Cookie week continues with a show stopper. This tuxedo cookie is a stepped-up sandwich cookie with lots of class. The cookie itself is not overly sweet and very chocolatey. The mascarpone cream inside is absolute heaven.
I must advise that this cookie is not suitable for shipping. The cookies alone could go, but the cream would not make the trip very well. They would, however, be wonderful for local delivery. They remind me of being a kid… in a very grown-up way.
savour… sweet sophistication
Cookie Week Tip #2
If you are baking several cookies, be sure to make a shopping list from all of the recipes at once. Beyond that, consider making recipes that will use one ingredient more than once to stretch your dollar. For example, the mascarpone will be used in another recipe this week. Only 4 ounces was necessary for this recipe and 4 ounces for later, so I didn’t have half of a container going unused. Be sure to calculate your need for flour and butter carefully.
Before you start:
This dough may seem a bit unusual at first. It is quite dry and will need to be mashed together.

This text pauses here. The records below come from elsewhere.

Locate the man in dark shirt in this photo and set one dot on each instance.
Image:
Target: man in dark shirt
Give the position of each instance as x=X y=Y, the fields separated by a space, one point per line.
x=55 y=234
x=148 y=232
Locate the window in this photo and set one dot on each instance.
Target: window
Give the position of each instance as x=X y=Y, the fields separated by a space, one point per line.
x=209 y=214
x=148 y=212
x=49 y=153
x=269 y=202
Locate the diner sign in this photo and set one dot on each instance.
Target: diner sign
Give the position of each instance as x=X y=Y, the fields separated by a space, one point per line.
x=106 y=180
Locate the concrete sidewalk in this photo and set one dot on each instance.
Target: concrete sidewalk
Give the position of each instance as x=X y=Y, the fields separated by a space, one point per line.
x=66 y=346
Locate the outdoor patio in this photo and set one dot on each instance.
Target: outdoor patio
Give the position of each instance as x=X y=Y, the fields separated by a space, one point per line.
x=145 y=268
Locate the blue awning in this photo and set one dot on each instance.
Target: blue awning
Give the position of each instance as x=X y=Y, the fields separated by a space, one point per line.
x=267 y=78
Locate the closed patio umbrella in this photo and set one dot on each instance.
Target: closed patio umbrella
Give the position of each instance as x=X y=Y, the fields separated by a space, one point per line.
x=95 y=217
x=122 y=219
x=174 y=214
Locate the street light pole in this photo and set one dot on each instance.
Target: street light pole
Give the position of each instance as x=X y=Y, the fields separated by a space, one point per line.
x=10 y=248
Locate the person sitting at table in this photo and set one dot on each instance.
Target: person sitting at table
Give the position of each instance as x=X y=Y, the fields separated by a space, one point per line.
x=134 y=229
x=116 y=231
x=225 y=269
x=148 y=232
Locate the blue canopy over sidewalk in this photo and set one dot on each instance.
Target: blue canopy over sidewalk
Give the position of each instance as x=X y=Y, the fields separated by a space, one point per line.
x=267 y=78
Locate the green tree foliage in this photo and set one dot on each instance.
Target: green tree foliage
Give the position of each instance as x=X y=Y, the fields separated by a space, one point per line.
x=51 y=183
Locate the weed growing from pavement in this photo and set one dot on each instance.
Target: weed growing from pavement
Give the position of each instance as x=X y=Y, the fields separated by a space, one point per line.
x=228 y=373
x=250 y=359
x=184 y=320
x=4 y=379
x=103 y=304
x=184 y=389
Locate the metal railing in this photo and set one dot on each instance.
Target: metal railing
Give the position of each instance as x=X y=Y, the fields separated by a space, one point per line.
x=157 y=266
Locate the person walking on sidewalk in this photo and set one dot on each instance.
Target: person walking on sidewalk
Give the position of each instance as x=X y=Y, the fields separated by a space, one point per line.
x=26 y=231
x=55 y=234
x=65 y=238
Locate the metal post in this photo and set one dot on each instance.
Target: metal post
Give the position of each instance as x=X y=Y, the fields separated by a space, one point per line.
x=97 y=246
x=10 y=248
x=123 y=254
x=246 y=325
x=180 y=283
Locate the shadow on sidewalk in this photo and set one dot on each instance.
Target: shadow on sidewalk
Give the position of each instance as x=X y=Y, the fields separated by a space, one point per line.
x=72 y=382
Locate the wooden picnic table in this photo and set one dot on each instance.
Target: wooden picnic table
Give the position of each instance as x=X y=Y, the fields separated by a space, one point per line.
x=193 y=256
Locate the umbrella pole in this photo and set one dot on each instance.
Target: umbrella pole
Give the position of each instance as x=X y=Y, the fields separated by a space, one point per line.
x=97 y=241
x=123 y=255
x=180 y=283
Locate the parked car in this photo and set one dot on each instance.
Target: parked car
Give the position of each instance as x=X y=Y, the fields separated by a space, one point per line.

The result is a cookie that snaps… less like shortbread, more like oreo.
The mascarpone filling will work best if refrigerated first.
Transfer cookies from work surface to parchment-lined tray with a spatula. They are quite delicate before baking.

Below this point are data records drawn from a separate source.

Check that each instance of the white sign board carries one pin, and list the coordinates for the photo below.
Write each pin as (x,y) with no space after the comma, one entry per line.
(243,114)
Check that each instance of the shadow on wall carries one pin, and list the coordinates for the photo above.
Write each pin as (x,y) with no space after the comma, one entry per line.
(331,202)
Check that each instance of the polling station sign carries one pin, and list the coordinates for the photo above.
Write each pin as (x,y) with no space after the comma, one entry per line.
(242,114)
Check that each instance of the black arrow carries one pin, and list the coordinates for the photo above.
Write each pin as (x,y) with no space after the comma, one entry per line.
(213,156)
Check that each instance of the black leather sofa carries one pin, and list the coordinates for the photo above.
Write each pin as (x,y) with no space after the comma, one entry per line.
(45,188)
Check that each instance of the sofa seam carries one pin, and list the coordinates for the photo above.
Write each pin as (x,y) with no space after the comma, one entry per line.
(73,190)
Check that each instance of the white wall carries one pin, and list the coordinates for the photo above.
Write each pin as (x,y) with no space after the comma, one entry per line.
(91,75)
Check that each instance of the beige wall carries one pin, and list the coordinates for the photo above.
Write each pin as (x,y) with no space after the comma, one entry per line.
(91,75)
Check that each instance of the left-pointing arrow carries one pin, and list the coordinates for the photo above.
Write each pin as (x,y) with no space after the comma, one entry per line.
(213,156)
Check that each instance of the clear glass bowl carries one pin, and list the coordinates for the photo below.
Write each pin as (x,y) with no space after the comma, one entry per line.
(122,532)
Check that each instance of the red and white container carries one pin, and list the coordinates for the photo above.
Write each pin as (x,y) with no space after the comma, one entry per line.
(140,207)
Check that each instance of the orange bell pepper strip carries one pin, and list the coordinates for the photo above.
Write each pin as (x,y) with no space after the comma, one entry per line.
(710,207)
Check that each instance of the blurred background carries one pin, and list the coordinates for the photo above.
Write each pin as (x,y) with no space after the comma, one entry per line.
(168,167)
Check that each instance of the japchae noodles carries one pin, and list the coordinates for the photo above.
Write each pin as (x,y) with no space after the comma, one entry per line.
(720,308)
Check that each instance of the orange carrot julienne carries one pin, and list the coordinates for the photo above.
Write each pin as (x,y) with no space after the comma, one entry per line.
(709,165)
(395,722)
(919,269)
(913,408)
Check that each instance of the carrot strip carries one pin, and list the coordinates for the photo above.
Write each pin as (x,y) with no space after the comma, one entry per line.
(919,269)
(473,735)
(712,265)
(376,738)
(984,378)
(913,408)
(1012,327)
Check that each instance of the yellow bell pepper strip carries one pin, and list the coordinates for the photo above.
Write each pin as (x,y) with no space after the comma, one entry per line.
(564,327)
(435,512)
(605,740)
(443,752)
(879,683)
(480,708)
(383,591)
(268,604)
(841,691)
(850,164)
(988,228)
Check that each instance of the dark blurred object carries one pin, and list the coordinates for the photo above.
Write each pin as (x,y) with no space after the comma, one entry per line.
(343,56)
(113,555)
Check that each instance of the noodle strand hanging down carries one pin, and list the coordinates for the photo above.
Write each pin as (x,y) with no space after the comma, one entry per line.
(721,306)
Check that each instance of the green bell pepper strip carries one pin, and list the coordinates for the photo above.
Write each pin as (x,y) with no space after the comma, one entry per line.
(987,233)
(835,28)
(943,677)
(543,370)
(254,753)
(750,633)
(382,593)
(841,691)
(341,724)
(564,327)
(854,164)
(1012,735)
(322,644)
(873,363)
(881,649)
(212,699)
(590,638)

This recipe yields 10-12 cookie sandwiches.
- 1 stick unsalted butter, softened
- 2/3 cup confectioners’ sugar / 100g
- 2/3 cup flour / 90g
- ¼ cup cornstarch / 35g
- 1/3 cup unsweetened baking cocoa / 40g
- ¼ cup mini chocolate chips for garnish
- ¼ cup unsalted butter, softened
- 4 oz mascarpone cheese
- 1 ½ cups confectioners’ sugar
- ½ teaspoon vanilla
- Preheat oven to 350˚F.
- Cream the butter and sugar together in a medium bowl until light and fluffy.
- Sift the flour, cornstarch, and cocoa over the butter/sugar.
- Mix until well combined to form a dough.
- Roll out dough to a thickness of 1/8 to 1/4 inch on a lightly floured surface.
- Cut out cookies with a square cutter and bake on a parchment-lined sheet for 12-15 minutes.
- Remove from oven and cool completely on a wire rack.
- Fill with mascarpone cream and press sides in mini chips to coat.
- Beat the butter in a medium bowl until smooth.
- Add the mascarpone cream and blend until well combined and smooth.
- Add the sugar and vanilla and blend until smooth (about 2 min).
- Refrigerate for at least an hour before using.